MACKENZIE BEHM: How does taking photos affect our memory?

Linda Henkel, Ph.D.: I had students from the university go to our lovely Bellarmine Museum to come on a guided tour. We told them specifically, “OK, now I want you to look at this.” And at the end, after the 20, 30 seconds, sometimes I would say, “Take a picture of it.” And other times I would say, “No, just keep looking for a few more seconds, and let's move on.” So, once they took that photo, it's as if, “OK got it. Let's move on.” And in that case, if they took photos, the ones that they took photos of the objects of art, they didn't remember as many visual details several days later. What was on the statue's head? What was in the sky in the painting over there? And so it impaired their memory, the act of taking photos of their memory, in part because they're expecting the camera to remember for them.

The idea with the photo taking impairment effect, it's the idea that if you take a photo of something rather than just look at it, if you are expecting the camera to remember for you, you're going to cognitively offload that.

And from a cognitive perspective, this actually isn't a terrible idea. If I know that the camera has it, I'm now ready for something else.
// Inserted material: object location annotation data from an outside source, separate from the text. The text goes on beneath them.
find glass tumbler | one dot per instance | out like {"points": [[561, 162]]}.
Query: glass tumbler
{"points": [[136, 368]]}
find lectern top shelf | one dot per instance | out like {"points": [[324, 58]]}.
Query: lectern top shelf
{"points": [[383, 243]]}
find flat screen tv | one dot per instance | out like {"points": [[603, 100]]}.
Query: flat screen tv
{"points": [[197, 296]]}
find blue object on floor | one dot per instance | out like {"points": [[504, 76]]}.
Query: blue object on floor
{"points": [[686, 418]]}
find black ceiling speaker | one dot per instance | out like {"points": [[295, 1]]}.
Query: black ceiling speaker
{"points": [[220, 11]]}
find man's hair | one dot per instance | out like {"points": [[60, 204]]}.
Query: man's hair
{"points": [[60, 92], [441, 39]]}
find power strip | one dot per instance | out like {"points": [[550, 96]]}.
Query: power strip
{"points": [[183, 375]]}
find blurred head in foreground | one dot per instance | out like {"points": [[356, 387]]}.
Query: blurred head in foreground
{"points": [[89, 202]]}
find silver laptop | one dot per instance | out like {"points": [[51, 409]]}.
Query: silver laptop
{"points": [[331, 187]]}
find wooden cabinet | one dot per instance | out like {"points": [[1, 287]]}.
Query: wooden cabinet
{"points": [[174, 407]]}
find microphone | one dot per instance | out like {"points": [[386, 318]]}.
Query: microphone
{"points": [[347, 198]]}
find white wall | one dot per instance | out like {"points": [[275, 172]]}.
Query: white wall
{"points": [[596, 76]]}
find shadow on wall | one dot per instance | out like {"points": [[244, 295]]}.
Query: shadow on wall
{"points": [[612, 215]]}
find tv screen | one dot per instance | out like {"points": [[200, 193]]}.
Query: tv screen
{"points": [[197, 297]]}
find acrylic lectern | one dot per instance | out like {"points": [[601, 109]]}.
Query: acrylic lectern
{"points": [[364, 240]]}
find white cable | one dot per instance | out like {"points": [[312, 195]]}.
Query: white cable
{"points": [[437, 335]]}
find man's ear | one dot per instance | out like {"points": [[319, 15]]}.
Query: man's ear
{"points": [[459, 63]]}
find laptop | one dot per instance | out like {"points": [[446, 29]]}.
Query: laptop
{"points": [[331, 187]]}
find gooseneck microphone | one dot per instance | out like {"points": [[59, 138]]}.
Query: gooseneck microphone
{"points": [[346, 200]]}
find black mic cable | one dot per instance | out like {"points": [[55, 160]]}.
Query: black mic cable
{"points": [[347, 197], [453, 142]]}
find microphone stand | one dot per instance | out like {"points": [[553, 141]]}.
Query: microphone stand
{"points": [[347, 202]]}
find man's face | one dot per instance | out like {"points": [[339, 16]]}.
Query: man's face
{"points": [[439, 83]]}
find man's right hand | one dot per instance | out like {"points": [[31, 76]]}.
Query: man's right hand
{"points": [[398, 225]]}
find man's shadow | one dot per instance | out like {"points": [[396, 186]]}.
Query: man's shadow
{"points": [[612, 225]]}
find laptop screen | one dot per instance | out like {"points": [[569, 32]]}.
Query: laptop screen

I freed up my cognitive resources to pay attention to the next thing.

MACKENZIE BEHM: What does the amount of photos we take now mean for us when we are older?

Linda Henkel, Ph.D.: We're 80 years old now. And what are we going to do? Spend 10 years re-watching the first 10 years of our lives and now we're 90? I experienced nothing other than reliving those experiences. It's too much because you just don't have the time for it. That said, it's useful. What I would give to have some video of my parents when I was a baby. Do I need to re-watch every minute I ever lived through? Probably not.

MACKENZIE BEHM: How does editing our photos affect our memory?

Linda Henkel, Ph.D.: I was playing with a Snapchat with the grandkids, you know, putting little horns on us, bunny ears and stuff. You know, this stuff is very comical. Those things, they're unrealistic. So, when I look back at the photos, I'm not going to be like, oh, right, I remember the time we melted our faces and peeled them apart. I know it's a doctored photo, but what about those subtle things like when I apply a filter to make myself look a little bit better or I crop something out of the photo? “I don't like this friend anymore. I'm just going to chop them out of the photo.” Will I remember them being at the events? 

And the research that I've been doing over the past two years is suggesting that editing our photos and then reviewing those edited photos is shaping our memories. We don't remember well what we get cropped out of the photos, and so we don't remember what those objects were. Now sometimes we're cropping photos just to get rid of the clutter. Like, I didn't want that fire hydrant in the photo. It's not important that it's there, but sometimes it's a meaningful piece of information that I willingly edited. And I am in essence, editing my memories as I'm editing my photos to some degree.

MACKENZIE BEHM: What do you want people to know about taking photos and memory?

Linda Henkel, Ph.D.: As a memory researcher, I think getting across the idea that taking lots of photos isn't inherently bad. Taking photos can be really valuable for memory, but we have to do it in a way that makes it so [we’re] taking photos that are going to serve as good retrieval cues, reminiscing about those photos by looking at them again.